Ein paar tausend sind in den 17 Jahren seit Gründung von „Jobs for Youth“ durch seine Büros gezogen, haben hier ihr Abitur nachgeholt, Bewerbungsgespräche simuliert, Kleidungs- und Benimmregeln studiert und sich in der Kunst, pünktlich zu sein, geübt, Dinge, die man nicht in der South Side lernt. „Das sind Leute, die ihr Leben lang im Ghetto gewohnt haben; dort gibt es keine Jobs, und außer Polizisten und Hausmeistern kennen diese Kids keine Menschen, die arbeiten. Wir haben es hier mit Leuten zu tun, die oft nicht mal wissen, wie man die U-Bahn benutzt.“ Wer die Vorbereitungskurse erfolgreich absolviert, wird an eine von über 400 Chicagoer Firmen vermittelt, die pro Jahr rund 1.500 „Jobs for Youth“-Absolventen anheuern. Der Anfangslohn liegt bei 6,21 Dollar. Die Palette der Jobs reicht von Schalterangestellten bei Banken und Fluggesellschaften über Betreuer im Sportstudio, Kellner oder Kassierer bis zum Bibliotheksassistenten.

Connelly weiß also, wie man Sozialhilfeempfängern beim Sprung auf den Arbeitsmarkt helfen kann – bloß hatte ihn in Washington keiner gefragt. „Es ist Wahnsinn, wenn der Bund die Verantwortung für Arme einfach abstreift und noch nicht einmal genügend Mittel für Ausbildung, Job-Training und Kinderbetreuung zur Verfügung stellt.“ Reform mit dem Rotstift ist eben keine. Das demonstrierte der Bundesstaat Illinois bereits vor zwei Jahren, als Parlament und Gouverneur die „General Assistance“, die Sozialhilfe für kinderlose Erwachsene, abschaffte. Rund 70.000 Armen – meist alleinstehenden Männern – wurden der monatliche Scheck von 161 Dollar und die Krankenversicherung gestrichen. Als Ersatz gibt es seitdem ein staatliches Arbeitsprogramm mit Teilzeitjobs ohne Krankenversicherung und einer Laufzeit von sechs Monaten. Die „Chicago Urban League“ und die „University of Wisconsin“ haben dem Staat Illinois vor kurzem vorgerechnet, daß für insgesamt 290.000 Arbeitslose und Sozialhilfeempfänger ohne Ausbildung gerade 70.000 Jobs vorhanden sind.

Nur wenige Blocks von den „Henry Horner Homes“ in der West Side entfernt steht das gigantische Symbol dessen, was manche „das neue Sozialnetz“ nennen. Der „Cook County Juvenile Court“, das Jugendgericht der Stadt, taucht in der „Liste der Superlative“ des Chicagoer Fremdenverkehrsamtes nicht auf – obwohl es das größte in den USA ist.

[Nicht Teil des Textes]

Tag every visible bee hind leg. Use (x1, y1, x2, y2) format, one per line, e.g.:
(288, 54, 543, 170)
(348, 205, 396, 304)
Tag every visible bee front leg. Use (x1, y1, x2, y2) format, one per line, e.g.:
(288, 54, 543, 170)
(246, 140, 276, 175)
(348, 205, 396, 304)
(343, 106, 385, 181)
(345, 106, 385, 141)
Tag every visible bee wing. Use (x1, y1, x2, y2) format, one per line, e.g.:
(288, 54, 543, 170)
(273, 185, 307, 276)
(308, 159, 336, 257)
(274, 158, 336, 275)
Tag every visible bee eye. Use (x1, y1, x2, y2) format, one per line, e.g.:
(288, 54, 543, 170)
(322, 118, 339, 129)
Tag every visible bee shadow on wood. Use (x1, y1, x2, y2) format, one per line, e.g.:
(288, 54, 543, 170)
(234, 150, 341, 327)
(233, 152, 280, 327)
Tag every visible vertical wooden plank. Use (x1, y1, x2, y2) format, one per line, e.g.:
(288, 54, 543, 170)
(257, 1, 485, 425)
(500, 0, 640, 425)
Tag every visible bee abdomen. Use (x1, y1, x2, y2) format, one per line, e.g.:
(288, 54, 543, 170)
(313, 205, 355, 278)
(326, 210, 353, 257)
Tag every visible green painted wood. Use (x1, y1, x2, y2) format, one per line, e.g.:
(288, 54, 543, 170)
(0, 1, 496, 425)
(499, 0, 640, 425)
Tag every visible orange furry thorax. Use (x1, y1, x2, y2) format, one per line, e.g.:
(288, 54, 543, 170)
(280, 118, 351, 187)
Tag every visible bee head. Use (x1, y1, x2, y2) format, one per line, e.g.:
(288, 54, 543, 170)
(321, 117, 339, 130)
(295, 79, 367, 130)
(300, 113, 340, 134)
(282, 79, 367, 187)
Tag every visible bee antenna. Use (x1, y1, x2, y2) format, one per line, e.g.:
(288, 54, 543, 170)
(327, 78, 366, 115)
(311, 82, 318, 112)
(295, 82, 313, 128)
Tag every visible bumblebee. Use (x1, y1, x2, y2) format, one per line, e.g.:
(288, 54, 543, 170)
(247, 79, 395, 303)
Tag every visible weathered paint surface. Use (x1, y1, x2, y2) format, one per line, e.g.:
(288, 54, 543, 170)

Die Haftanstalt, für 500 Insassen gebaut, ist derzeit mit 750 belegt. „Die meisten Kids fühlen sich da ganz wohl“, sagt Marlene Stern, Direktorin des „Citizen's Committee on the Juvenile Court“, einer Bürgerorganisation, die Prozesse beobachtet und Reformvorschläge einbringt. „Im Gefängnis werden sie nicht erschossen, haben ein Bett zum Schlafen und eine Schule, in der sie was lernen.“

In zwei Abteilungen – dem Kriminalgericht und dem Familiengericht – arbeitet unterdessen ein gigantischer Apparat von Sozialarbeitern, Bewährungshelfern, Richtern, Staatsanwälten, Verteidigern und Polizisten. In den vierzehn Verhandlungssälen des Familiengerichts werden Adoptionsanträge, Fälle von Vernachlässigung und Kindesmißhandlung gehört, jeder Richter muß bis zu 3.000 Akten im Monat bearbeiten. Die Anhörungen dauern durchschnittlich acht Minuten.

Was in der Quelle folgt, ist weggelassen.